This month I’m introducing an author who is new to me – Rochelle Alers. I read her book, Take the Long Way Home which was recommended to me by an author friend.
Women’s fiction writer Rochelle Alers was born and raised in Manhattan, she published her first novel, Hideaway in 1985. Now almost two million copies of her novels are in print, and they have regularly appeared on the Waldenbooks, Borders, and Essence bestseller lists. She has been awarded the Gold Pen Award, the Emma Award, the Vivian Stephens Award for Excellence in Romance Writing, the Romantic Times Career Achievement Award, and the Zora Neale Hurston Literary Award. After retiring from her job as a Community Liaison Specialist for a state funded abuse program in Long Island, Rochelle writes full-time. For additional information go to https://rochellealers.org/ .
Take the Long Way Home
In a small Mississippi town founded and inhabited by generations of freed slaves, Claudia Patterson was born in the midst of the segregation struggles in America. Ms. Alers seamlessly spans the journey of Claudia’s life through decades, continents and relationships. Capturing readers with Claudia’s early inquisitive, yet childlike thoughts on living in the south during America’s turbulent 40’s, 50’s and 60’s, through her maturity into adult life as a student of numerous languages, Freedom Fighter, wife, and independently successful woman. Intertwined with the influences of the four men who greatly impacted her life in vastly different ways along her journey, this complex study of race, gender and relationship struggles is beautifully crafted by Alers.
Having read many historical fiction novels, for me this one presented the American racial divide from a different perspective. Although living in the South, they were somewhat sheltered due to the fact that her family lived and worked in the small all-negro town of Freedom, Mississippi. Her parents were business owners, who welcomed their only child in 1940. A bit pampered, Claudia enjoyed the love and attention of her parents, her grandmother-who also shared the responsibility of raising her, as well as her mother’s two sisters. Learning perseverance from her parents, strength from her grandmother, the gift of languages from her Aunt Mavis, and a bit of wanderlust from her Aunt Virgie, Claudia had a strong foundation from which to build her life.
In the comfort of her secure environment, as a young girl Claudia learned of the world through the books she read, and of friendship and childhood discoveries with her best friend Janice. Until one day when the girl’s paths separate and we meet the first of the four men. After that, the friend’s paths are never quite able to converge in the same way again.

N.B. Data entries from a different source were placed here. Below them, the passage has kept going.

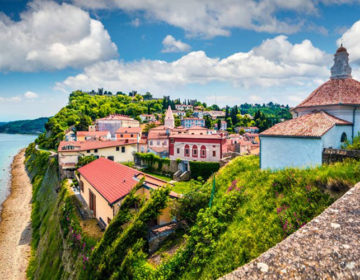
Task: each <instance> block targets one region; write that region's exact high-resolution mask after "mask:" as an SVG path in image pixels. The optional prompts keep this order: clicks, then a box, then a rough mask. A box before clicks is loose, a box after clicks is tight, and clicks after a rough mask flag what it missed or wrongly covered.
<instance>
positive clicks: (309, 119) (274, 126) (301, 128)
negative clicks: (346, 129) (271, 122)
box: [260, 111, 352, 137]
mask: <svg viewBox="0 0 360 280" xmlns="http://www.w3.org/2000/svg"><path fill="white" fill-rule="evenodd" d="M351 124H352V123H350V122H348V121H344V120H342V119H339V118H337V117H334V116H332V115H330V114H328V113H326V112H324V111H318V112H313V113H310V114H307V115H303V116H301V117H298V118H295V119H291V120H288V121H284V122H282V123H278V124H276V125H274V126H273V127H270V128H269V129H267V130H265V131H264V132H262V133H260V136H293V137H321V136H323V135H324V134H325V133H326V132H327V131H328V130H329V129H331V128H332V127H333V126H335V125H351Z"/></svg>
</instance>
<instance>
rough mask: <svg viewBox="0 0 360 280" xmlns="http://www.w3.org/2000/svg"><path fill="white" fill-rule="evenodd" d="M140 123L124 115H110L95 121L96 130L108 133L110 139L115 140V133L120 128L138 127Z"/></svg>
mask: <svg viewBox="0 0 360 280" xmlns="http://www.w3.org/2000/svg"><path fill="white" fill-rule="evenodd" d="M139 126H140V123H139V121H137V120H134V119H133V118H130V117H128V116H124V115H110V116H107V117H105V118H102V119H97V120H96V130H98V131H110V134H111V137H112V138H115V133H116V131H117V130H118V129H119V128H121V127H139Z"/></svg>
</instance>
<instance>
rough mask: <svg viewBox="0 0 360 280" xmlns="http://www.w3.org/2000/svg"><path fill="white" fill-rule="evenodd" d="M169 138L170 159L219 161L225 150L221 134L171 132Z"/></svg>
mask: <svg viewBox="0 0 360 280" xmlns="http://www.w3.org/2000/svg"><path fill="white" fill-rule="evenodd" d="M169 139H170V145H169V156H170V159H171V160H176V159H181V160H184V161H216V162H219V161H220V160H221V159H222V158H223V154H224V153H225V152H226V138H225V137H224V136H223V135H222V134H214V135H191V134H171V135H170V137H169Z"/></svg>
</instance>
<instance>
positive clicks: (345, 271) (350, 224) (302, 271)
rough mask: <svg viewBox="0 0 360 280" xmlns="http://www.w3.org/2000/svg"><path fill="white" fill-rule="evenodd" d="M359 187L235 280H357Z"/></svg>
mask: <svg viewBox="0 0 360 280" xmlns="http://www.w3.org/2000/svg"><path fill="white" fill-rule="evenodd" d="M359 201H360V183H358V184H357V185H356V186H355V187H353V188H352V189H350V190H349V191H348V192H347V193H346V194H344V195H343V196H342V197H341V198H340V199H338V200H337V201H336V202H335V203H334V204H332V205H331V206H330V207H329V208H327V209H326V210H325V211H324V212H323V213H322V214H320V215H319V216H318V217H316V218H315V219H313V220H312V221H311V222H309V223H308V224H307V225H305V226H304V227H302V228H301V229H299V230H298V231H296V232H295V233H293V234H292V235H290V236H289V237H288V238H286V239H285V240H283V241H282V242H280V243H279V244H277V245H276V246H274V247H273V248H271V249H269V250H268V251H267V252H265V253H264V254H262V255H261V256H259V257H258V258H257V259H255V260H253V261H252V262H250V263H248V264H246V265H244V266H242V267H240V268H238V269H237V270H235V271H233V272H232V273H230V274H228V275H225V276H223V277H222V278H221V279H223V280H235V279H247V280H252V279H254V280H255V279H360V238H359V237H360V203H359Z"/></svg>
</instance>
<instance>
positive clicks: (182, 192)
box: [172, 180, 201, 194]
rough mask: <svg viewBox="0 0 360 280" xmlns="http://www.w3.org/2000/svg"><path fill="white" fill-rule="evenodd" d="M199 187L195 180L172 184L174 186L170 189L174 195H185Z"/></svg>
mask: <svg viewBox="0 0 360 280" xmlns="http://www.w3.org/2000/svg"><path fill="white" fill-rule="evenodd" d="M200 185H201V183H200V182H199V181H196V180H190V181H187V182H176V183H175V184H174V186H173V187H172V190H173V191H174V192H176V193H181V194H185V193H188V192H189V191H191V190H192V189H194V188H195V187H198V186H200Z"/></svg>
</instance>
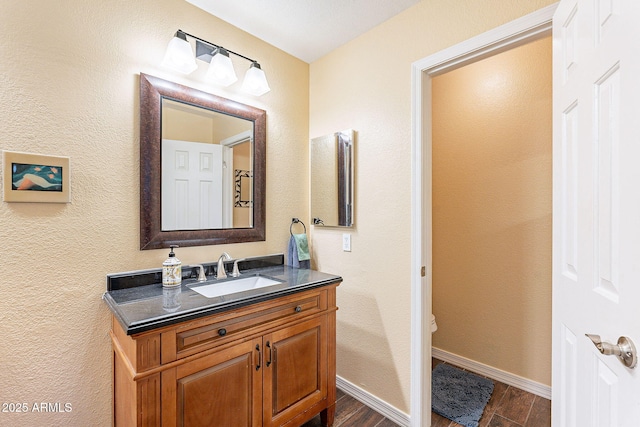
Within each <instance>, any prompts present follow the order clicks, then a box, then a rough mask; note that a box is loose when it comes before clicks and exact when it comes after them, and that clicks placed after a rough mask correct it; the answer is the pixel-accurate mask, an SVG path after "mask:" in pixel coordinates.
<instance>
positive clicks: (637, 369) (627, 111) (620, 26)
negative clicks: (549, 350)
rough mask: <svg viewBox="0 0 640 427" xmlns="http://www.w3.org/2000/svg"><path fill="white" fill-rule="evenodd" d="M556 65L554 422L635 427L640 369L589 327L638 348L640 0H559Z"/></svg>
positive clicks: (600, 426) (554, 90)
mask: <svg viewBox="0 0 640 427" xmlns="http://www.w3.org/2000/svg"><path fill="white" fill-rule="evenodd" d="M553 64H554V65H553V79H554V80H553V86H554V107H553V108H554V111H553V115H554V122H553V126H554V131H553V132H554V134H553V147H554V148H553V150H554V153H553V155H554V169H553V173H554V196H553V198H554V200H553V203H554V205H553V211H554V237H553V318H554V320H553V381H552V386H553V392H552V393H553V396H552V399H553V400H552V401H553V405H552V408H553V409H552V425H553V426H554V427H609V426H611V427H637V426H640V367H636V368H629V367H627V366H625V364H623V363H622V360H621V359H620V358H618V357H617V356H615V355H604V354H602V353H601V352H600V350H599V349H598V348H597V347H596V346H595V345H594V343H592V341H591V340H590V339H589V338H588V337H587V336H586V334H593V335H598V336H600V338H601V340H602V341H604V342H608V343H610V344H613V345H612V346H610V347H608V346H607V345H606V344H603V347H601V349H602V350H604V351H605V352H617V351H620V347H618V346H617V345H616V344H617V342H618V339H619V337H628V338H630V339H631V340H632V341H634V342H635V344H636V345H640V1H638V0H561V1H560V4H559V6H558V8H557V10H556V14H555V16H554V19H553ZM622 351H623V353H625V354H626V352H627V349H623V350H622Z"/></svg>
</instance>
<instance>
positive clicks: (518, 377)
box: [354, 347, 551, 399]
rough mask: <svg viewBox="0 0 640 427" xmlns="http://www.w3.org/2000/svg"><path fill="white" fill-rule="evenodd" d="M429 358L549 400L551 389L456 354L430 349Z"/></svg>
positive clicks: (435, 348)
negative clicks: (487, 377)
mask: <svg viewBox="0 0 640 427" xmlns="http://www.w3.org/2000/svg"><path fill="white" fill-rule="evenodd" d="M431 356H432V357H435V358H436V359H440V360H442V361H443V362H447V363H451V364H452V365H455V366H458V367H460V368H464V369H467V370H469V371H471V372H475V373H476V374H480V375H483V376H485V377H489V378H491V379H494V380H497V381H500V382H503V383H505V384H507V385H512V386H514V387H517V388H519V389H522V390H524V391H528V392H529V393H533V394H535V395H537V396H540V397H544V398H545V399H551V387H549V386H547V385H544V384H541V383H539V382H536V381H532V380H529V379H526V378H523V377H519V376H518V375H514V374H511V373H509V372H505V371H501V370H500V369H496V368H493V367H491V366H488V365H485V364H482V363H480V362H476V361H474V360H471V359H467V358H466V357H462V356H458V355H457V354H453V353H449V352H448V351H444V350H441V349H439V348H436V347H433V348H432V349H431ZM354 397H355V396H354Z"/></svg>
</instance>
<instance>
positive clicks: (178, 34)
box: [162, 31, 198, 74]
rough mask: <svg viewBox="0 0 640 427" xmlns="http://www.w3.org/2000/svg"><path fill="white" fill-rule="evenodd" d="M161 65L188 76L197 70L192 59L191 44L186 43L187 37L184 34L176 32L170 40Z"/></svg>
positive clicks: (192, 51) (195, 66)
mask: <svg viewBox="0 0 640 427" xmlns="http://www.w3.org/2000/svg"><path fill="white" fill-rule="evenodd" d="M162 65H163V66H164V67H167V68H171V69H172V70H174V71H178V72H179V73H183V74H189V73H191V72H192V71H193V70H195V69H196V68H198V65H197V64H196V59H195V58H194V57H193V51H192V50H191V44H189V42H188V41H187V36H185V35H184V33H182V32H180V31H178V32H177V33H176V35H175V36H174V37H173V38H172V39H171V41H170V42H169V45H168V46H167V51H166V52H165V54H164V59H163V60H162Z"/></svg>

Beginning at the end, Alers piques our interest with a present-day prologue that concludes with, “…she chided herself for wanting to come back to a place where she’d endured fear and unhappiness, but knew she had to because she needed closure. Claudia did not want to admit to herself that her life was like a book- with a prologue, and then filled with many chapters until it concluded with an epilogue. It didn’t begin in 1940- the year of her birth- but in late spring, 1952, when she’d met Denny Clark for the first time.”